The Danger of Picking a Major Based on Where the Jobs Are

And the human-capital framework in economics is that education is an investment and there’s a payoff from it. That got picked up by people in policy who were arguing about how we’re going to pay for college. The implication or extension of that argument was, “Well, individuals should pay for it because they’re benefiting from it.”

.. Well, one reason is that the economy bounces all over the place in terms of jobs, particularly for these jobs that we hear are “hot” all the time, like tech jobs. The reason that they’re hot is precisely because you can’t predict them. And it’s not like all tech jobs are hot—that’s a myth. It’s not like all engineering jobs are hot—they’re not. The ones that are hot vary every few years, and the reason they’re hot is because something happens to increase demand like a new technology. Take petroleum engineering, for example, which is a hot job because of fracking. Nobody saw fracking coming 10 years ago.

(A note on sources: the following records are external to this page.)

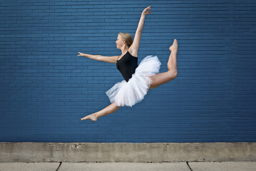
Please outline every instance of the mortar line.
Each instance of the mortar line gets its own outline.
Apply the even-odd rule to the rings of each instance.
[[[60,162],[59,163],[59,166],[58,167],[58,168],[57,168],[57,169],[56,169],[55,171],[58,171],[58,169],[59,169],[59,167],[60,167],[60,165],[62,165],[62,162]]]
[[[188,164],[188,162],[186,162],[186,163],[187,163],[187,165],[188,165],[188,167],[189,167],[189,169],[190,169],[190,171],[193,171],[193,170],[192,169],[192,168],[190,167],[190,166],[189,166],[189,165]]]

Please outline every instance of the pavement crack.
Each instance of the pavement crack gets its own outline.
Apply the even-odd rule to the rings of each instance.
[[[193,170],[192,169],[192,168],[190,167],[190,166],[189,166],[189,165],[188,164],[188,162],[186,162],[186,163],[187,163],[187,165],[188,165],[188,167],[189,167],[189,169],[190,169],[190,171],[193,171]]]
[[[58,167],[58,168],[57,168],[57,169],[55,171],[58,171],[58,169],[59,169],[59,167],[60,167],[60,165],[62,165],[62,162],[60,162],[59,163],[59,166]]]

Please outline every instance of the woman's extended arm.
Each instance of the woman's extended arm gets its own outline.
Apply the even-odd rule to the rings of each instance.
[[[142,31],[143,27],[144,25],[144,20],[145,20],[145,16],[147,14],[151,14],[151,11],[149,10],[151,9],[150,8],[151,6],[145,8],[141,14],[140,17],[140,21],[139,22],[139,25],[138,25],[137,30],[136,30],[136,33],[135,33],[135,36],[134,37],[133,42],[131,45],[131,51],[133,52],[133,54],[137,55],[138,50],[139,49],[139,45],[140,44],[140,36],[141,35],[141,32]],[[137,55],[136,55],[137,56]]]
[[[119,56],[104,56],[102,55],[89,55],[89,54],[80,53],[79,52],[78,53],[79,53],[79,55],[77,55],[77,56],[84,56],[96,60],[103,61],[107,63],[114,63],[114,64],[116,63],[116,59]]]

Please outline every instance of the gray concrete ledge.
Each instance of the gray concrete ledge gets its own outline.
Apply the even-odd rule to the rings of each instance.
[[[0,162],[256,161],[256,143],[0,142]]]

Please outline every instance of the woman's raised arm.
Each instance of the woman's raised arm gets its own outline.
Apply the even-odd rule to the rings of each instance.
[[[79,54],[77,56],[84,56],[92,59],[105,62],[109,63],[116,63],[116,59],[119,56],[104,56],[102,55],[93,55],[84,54],[78,52]]]
[[[132,52],[133,54],[135,54],[135,55],[137,55],[138,50],[139,49],[140,36],[141,35],[141,32],[142,31],[142,29],[144,25],[145,16],[148,14],[151,14],[151,11],[149,11],[149,10],[151,9],[151,6],[150,6],[145,8],[141,14],[140,21],[139,22],[139,25],[138,25],[136,33],[135,33],[135,36],[134,37],[133,42],[132,43],[132,44],[131,45],[130,47],[131,51]]]

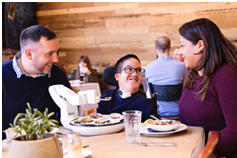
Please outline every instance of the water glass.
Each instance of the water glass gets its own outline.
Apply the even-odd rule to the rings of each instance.
[[[141,116],[142,112],[139,110],[123,112],[127,143],[136,143],[140,141]]]
[[[67,134],[67,148],[70,158],[81,158],[82,141],[80,133]]]

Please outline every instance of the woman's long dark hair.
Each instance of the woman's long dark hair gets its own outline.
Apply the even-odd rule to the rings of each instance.
[[[204,43],[202,57],[195,69],[190,69],[184,81],[184,87],[193,88],[197,71],[204,68],[203,81],[198,85],[200,89],[197,97],[203,101],[217,69],[228,63],[237,66],[237,48],[221,33],[215,23],[206,18],[196,19],[183,24],[179,28],[179,34],[193,44],[199,40]]]

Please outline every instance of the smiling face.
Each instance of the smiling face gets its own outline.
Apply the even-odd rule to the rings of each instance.
[[[197,44],[185,39],[180,35],[180,54],[184,57],[186,68],[194,69],[200,60],[203,50],[203,42],[200,40]]]
[[[49,73],[53,64],[58,62],[58,49],[57,39],[47,40],[47,38],[41,37],[39,42],[34,43],[31,48],[31,69],[35,74],[32,75]]]
[[[131,66],[132,68],[140,68],[141,64],[135,58],[129,58],[123,62],[123,68]],[[115,79],[119,83],[119,89],[126,93],[135,93],[139,90],[142,82],[142,74],[134,71],[132,74],[126,73],[122,70],[120,73],[115,74]]]
[[[78,64],[78,66],[79,66],[80,68],[82,68],[82,67],[87,67],[87,63],[85,63],[84,61],[81,61],[81,62]]]

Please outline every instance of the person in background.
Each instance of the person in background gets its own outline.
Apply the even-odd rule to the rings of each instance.
[[[126,110],[141,110],[142,121],[154,115],[159,118],[154,102],[147,99],[144,92],[140,92],[139,87],[142,82],[141,63],[134,54],[128,54],[120,58],[115,64],[115,79],[118,81],[119,89],[107,91],[101,98],[111,97],[109,101],[99,102],[97,112],[110,114],[121,113]],[[111,76],[112,77],[112,76]]]
[[[179,28],[189,68],[179,102],[180,121],[220,131],[216,154],[237,157],[237,48],[206,18]]]
[[[177,85],[183,83],[187,69],[183,62],[172,59],[170,45],[170,39],[165,36],[161,36],[155,41],[155,52],[159,57],[145,67],[147,84]],[[179,115],[179,101],[157,101],[157,104],[160,116]]]
[[[183,55],[180,54],[180,49],[176,48],[173,53],[173,59],[178,61],[184,61]]]
[[[99,82],[97,70],[91,67],[88,56],[82,55],[79,57],[77,69],[73,71],[71,79],[81,80],[85,83]]]
[[[60,108],[52,100],[48,88],[63,84],[71,88],[58,62],[56,34],[40,25],[24,29],[20,35],[20,52],[2,63],[2,129],[10,127],[18,113],[25,113],[27,102],[32,109],[54,112],[60,121]],[[5,138],[3,133],[2,139]]]

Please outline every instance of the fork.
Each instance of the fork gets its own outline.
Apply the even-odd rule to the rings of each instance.
[[[177,143],[173,142],[138,142],[139,145],[141,146],[148,146],[148,145],[156,145],[160,147],[177,147]]]

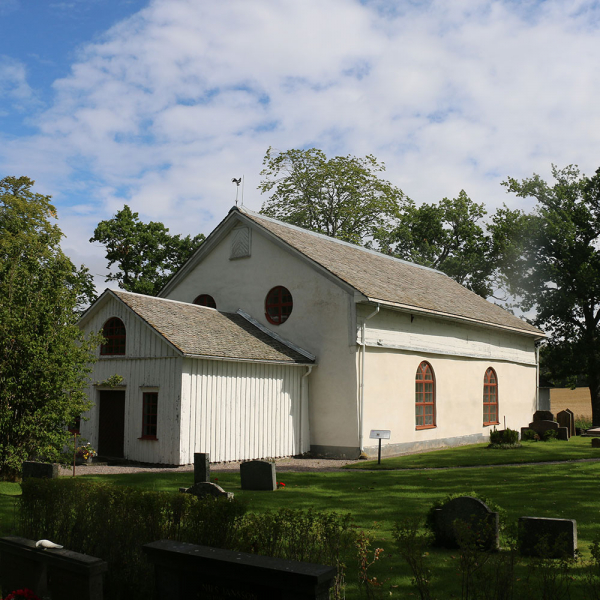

.. A few generations ago the employers used to look for smart or adaptable kids on college campuses with general skills. They would convert them to what they wanted inside the company and they would retrain them and they’d get different skills. They’re not doing that now. They’re just expecting that the kids will show up with the skills that the employer needs when the employer needs them. That’s a pretty difficult thing to expect, because of these kinds of problems. So the employers now are always complaining that they can’t get the people they need, but it’s pretty obvious why that’s not happening.
.. In Silicon Valley, the industry was built with only 10 percent of the workforce having IT degrees. You can do most of these jobs with a variety of different skills. I think what’s happening now is that people have come to think that you need these degrees in order to do the jobs, which is not really true. Maybe what these degrees do for you is they shorten the job training by a bit, but that’s about it. And you lose a bunch of other things along the way.
.. There’s one piece of bad news on this though. As the comedian Steve Martin said, “Just be better than everybody else.” That’s probably right, although the problem is that not everybody can be better than everybody else.